SymPy lambdify raises OverflowError: math range error

So, I have this code

from __future__ import division, print_function
import sympy as sp
import numpy as np
from sympy.utilities.lambdify import *

u = np.random.uniform(4, 6, 500)
w, k = sp.symbols('w k')
f = sp.log((k - w) * sp.exp((k - w)**5))
l = sum(f.subs(dict(k=k)) for k in u)

And now I want to use l as a function of w. So I know of some options

z_lambdify = lambdify(w, l)
z_subs = lambda x: l.subs(w, x)

The first function gives an error

>>> z_lambdify(1)
Traceback (most recent call last):
File "<stdin>", line 1, in <module>
File "<string>", line 1, in <lambda>
OverflowError: math range error
>>> z_lambdify(4)
40.862695278600114

While the second gives answers

>>> z_subs(1)
11469.9130597554
>>> z_subs(4)
40.8626952786003

I would just use this, but it is very slow. Any way to get around this (fixing the lamdify error or a way of using l as a function that is not so slow)?

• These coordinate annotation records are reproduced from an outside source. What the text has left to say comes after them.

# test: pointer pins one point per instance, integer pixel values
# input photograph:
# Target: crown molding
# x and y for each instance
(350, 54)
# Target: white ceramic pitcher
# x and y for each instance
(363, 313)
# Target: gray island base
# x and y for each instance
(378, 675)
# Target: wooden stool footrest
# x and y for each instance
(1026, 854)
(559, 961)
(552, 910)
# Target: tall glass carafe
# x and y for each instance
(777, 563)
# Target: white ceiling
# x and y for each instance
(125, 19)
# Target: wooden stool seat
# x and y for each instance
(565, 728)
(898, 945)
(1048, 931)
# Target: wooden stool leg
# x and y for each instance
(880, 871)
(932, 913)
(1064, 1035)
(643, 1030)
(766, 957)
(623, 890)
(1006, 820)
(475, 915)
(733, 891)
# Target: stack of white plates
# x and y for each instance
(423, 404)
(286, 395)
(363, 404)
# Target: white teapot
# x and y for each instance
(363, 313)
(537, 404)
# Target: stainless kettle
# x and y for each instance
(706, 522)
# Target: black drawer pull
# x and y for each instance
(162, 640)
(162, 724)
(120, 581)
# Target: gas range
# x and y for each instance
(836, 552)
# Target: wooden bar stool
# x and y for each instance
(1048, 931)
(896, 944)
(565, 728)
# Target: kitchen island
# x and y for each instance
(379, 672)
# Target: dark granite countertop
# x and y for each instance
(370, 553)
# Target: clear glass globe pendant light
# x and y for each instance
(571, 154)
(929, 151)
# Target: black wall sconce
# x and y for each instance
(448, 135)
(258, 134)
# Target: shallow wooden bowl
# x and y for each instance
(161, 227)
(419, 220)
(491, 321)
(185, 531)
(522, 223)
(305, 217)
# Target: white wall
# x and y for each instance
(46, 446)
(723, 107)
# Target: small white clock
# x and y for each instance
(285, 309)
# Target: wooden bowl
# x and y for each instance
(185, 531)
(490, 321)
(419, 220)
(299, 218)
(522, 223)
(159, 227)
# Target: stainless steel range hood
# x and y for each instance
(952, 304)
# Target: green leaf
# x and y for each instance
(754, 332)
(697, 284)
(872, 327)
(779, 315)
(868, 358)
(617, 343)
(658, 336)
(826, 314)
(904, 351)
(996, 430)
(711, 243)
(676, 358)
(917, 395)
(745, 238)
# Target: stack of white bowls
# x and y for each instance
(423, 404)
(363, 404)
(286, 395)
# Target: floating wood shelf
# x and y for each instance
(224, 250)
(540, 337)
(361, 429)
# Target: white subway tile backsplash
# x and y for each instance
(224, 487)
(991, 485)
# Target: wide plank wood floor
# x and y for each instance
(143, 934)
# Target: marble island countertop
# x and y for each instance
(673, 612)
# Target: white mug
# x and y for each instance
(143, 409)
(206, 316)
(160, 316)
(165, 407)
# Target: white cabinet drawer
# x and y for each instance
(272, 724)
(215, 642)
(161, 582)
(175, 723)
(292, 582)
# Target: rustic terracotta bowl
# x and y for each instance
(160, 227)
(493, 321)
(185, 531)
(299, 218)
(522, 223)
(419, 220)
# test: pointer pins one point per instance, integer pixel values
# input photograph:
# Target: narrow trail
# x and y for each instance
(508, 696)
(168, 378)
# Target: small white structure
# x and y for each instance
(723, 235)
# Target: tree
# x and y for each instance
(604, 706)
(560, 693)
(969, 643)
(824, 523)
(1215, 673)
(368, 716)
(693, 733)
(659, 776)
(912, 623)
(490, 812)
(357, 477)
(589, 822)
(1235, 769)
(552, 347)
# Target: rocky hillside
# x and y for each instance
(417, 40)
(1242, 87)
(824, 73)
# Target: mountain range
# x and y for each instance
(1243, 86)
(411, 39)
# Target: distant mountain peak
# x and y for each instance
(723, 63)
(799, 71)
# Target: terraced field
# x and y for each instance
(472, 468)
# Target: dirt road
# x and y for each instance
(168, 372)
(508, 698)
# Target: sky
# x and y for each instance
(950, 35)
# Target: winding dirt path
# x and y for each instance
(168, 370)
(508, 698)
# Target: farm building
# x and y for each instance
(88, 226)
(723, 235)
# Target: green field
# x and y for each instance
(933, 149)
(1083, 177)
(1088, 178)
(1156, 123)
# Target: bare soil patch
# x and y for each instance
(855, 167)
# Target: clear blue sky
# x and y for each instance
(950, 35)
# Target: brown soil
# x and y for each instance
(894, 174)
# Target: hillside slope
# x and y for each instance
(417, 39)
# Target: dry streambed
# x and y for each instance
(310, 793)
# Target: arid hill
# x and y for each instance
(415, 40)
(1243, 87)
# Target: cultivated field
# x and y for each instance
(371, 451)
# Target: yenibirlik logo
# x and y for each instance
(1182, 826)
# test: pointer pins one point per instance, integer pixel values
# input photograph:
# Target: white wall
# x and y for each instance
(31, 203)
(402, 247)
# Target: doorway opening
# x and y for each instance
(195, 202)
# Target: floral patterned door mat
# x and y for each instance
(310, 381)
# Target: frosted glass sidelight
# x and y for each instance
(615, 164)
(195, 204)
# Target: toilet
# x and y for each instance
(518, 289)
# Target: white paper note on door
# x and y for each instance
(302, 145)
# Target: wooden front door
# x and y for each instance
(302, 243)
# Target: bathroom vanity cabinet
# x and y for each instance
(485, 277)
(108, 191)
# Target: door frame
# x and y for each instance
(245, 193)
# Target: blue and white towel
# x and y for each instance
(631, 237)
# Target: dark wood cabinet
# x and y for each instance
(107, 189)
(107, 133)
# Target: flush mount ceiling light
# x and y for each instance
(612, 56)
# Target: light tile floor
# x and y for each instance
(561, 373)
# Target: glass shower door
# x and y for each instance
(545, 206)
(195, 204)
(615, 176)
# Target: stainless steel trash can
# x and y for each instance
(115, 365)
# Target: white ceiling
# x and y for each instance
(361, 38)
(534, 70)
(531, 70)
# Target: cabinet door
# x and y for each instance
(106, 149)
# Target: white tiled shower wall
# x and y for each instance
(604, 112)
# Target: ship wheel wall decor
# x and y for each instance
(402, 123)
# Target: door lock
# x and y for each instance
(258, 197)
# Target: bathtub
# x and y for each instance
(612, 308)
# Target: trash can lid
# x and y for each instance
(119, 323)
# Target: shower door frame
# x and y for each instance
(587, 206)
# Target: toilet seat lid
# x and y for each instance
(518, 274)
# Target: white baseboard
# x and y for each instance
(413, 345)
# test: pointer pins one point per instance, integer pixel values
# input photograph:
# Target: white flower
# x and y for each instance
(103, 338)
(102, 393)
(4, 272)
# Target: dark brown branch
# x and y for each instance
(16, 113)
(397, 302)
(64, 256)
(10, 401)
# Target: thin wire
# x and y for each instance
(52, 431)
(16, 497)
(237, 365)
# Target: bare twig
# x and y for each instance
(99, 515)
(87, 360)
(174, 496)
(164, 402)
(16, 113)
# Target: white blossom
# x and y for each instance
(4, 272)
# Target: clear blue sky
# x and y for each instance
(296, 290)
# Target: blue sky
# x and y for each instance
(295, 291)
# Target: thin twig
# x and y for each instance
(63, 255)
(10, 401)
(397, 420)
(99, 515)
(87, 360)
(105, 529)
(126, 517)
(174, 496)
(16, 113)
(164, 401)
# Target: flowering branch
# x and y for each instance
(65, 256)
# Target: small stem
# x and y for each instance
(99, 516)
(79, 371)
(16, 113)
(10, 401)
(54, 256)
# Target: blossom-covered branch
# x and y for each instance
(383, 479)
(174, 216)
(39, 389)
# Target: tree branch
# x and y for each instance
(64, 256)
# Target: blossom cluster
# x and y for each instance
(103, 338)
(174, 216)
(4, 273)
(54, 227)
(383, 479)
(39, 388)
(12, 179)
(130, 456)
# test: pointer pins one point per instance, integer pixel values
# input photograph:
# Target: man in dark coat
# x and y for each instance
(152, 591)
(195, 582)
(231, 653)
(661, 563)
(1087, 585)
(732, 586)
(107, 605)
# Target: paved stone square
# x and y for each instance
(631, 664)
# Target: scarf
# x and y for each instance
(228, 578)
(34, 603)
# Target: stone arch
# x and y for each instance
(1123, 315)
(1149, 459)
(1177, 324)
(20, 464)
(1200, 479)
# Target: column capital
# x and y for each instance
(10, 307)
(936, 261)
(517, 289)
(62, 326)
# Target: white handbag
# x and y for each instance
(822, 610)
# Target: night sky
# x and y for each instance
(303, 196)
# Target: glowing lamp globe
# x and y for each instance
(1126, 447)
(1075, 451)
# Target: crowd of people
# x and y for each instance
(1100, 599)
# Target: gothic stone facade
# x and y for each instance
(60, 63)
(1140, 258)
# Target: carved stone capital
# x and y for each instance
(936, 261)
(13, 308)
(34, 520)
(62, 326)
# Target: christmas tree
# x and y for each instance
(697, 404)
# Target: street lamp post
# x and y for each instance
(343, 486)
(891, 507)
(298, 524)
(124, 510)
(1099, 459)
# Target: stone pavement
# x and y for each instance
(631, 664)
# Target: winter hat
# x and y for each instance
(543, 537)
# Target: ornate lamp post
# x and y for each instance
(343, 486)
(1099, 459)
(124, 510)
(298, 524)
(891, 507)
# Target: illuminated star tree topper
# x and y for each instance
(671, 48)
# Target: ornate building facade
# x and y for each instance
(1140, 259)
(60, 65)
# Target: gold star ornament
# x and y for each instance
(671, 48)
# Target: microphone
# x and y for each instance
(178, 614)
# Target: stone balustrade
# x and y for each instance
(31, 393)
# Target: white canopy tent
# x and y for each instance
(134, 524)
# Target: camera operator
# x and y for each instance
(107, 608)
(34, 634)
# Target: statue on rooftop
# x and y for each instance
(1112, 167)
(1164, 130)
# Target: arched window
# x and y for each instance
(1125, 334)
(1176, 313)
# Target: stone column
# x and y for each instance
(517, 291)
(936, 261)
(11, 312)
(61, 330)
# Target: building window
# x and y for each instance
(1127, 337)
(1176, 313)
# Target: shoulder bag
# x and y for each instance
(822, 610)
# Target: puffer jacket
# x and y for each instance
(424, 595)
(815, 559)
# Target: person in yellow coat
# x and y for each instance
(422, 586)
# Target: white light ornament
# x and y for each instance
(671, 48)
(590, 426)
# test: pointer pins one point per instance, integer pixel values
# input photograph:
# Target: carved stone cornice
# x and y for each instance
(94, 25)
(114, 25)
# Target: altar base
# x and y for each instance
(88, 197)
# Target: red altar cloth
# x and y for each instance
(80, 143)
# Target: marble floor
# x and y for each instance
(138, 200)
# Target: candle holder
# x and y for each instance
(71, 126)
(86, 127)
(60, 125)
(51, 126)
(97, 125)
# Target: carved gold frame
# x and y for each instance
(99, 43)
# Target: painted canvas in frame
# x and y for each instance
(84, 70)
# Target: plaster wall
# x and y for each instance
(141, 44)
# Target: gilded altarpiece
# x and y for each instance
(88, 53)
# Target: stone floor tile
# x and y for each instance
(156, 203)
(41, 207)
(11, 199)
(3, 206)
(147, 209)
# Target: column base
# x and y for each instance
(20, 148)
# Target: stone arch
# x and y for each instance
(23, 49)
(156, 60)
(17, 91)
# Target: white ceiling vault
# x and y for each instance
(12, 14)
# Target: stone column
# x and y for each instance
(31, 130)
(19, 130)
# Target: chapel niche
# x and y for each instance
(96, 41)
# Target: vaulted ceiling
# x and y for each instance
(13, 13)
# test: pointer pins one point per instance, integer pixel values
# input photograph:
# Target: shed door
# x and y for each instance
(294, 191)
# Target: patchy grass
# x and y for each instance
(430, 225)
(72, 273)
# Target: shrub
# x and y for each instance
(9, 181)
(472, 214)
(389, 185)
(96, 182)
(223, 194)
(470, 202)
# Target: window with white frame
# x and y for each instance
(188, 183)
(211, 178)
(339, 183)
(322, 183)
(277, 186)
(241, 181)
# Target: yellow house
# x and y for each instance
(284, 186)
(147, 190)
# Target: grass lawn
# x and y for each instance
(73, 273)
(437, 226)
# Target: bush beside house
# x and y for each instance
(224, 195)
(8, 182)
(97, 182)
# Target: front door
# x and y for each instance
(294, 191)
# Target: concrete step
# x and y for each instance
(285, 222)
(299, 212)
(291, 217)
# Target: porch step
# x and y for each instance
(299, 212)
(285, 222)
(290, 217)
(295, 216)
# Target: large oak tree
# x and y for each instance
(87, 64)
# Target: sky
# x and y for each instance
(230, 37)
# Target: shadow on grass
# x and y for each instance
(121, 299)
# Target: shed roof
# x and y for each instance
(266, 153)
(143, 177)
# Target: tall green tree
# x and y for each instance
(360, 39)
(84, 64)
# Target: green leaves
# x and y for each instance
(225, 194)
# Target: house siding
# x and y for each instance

Version: Python 2.7.6, NumPy 1.8.1, SymPy 0.7.4.1

Upvotes: 3

Views: 338

Answers (1)

Saullo G. P. Castro
Saullo G. P. Castro

Reputation: 58985

Answering your question:

The problem is that:

z_lambdify = lambdify(w, l)

tells the new function to perform the calculations using the built-in math functions, which you can check running with cProfile.run('z_lambdify(1)'); while doing z_subs(1) calls sympy functions. To get the same behavior you should tell lambdify() to use the same module:

 z_lambdify = lambdify(w, l, "sympy")

Important suggestion:

You should simplify your function already at its definition and then useNumPy to perform the calculations much more efficiently. Using some simple algebra your function can be rewritten in a "non-overflowing" format as:

f = lambda k, w: np.log(k - w) + (k - w)**5

such that your desired answer can be achieved doing:

f(k=u, w=1).sum()

when you do f(k=u, w=1) you get an array with the same shape of u, where each value represents the result of the function evaluated with each value of u. You can use this function to simultaneously evaluate f() for different values of k and w, i.e. passing w as another array with the same shape of u instead of using a constant value.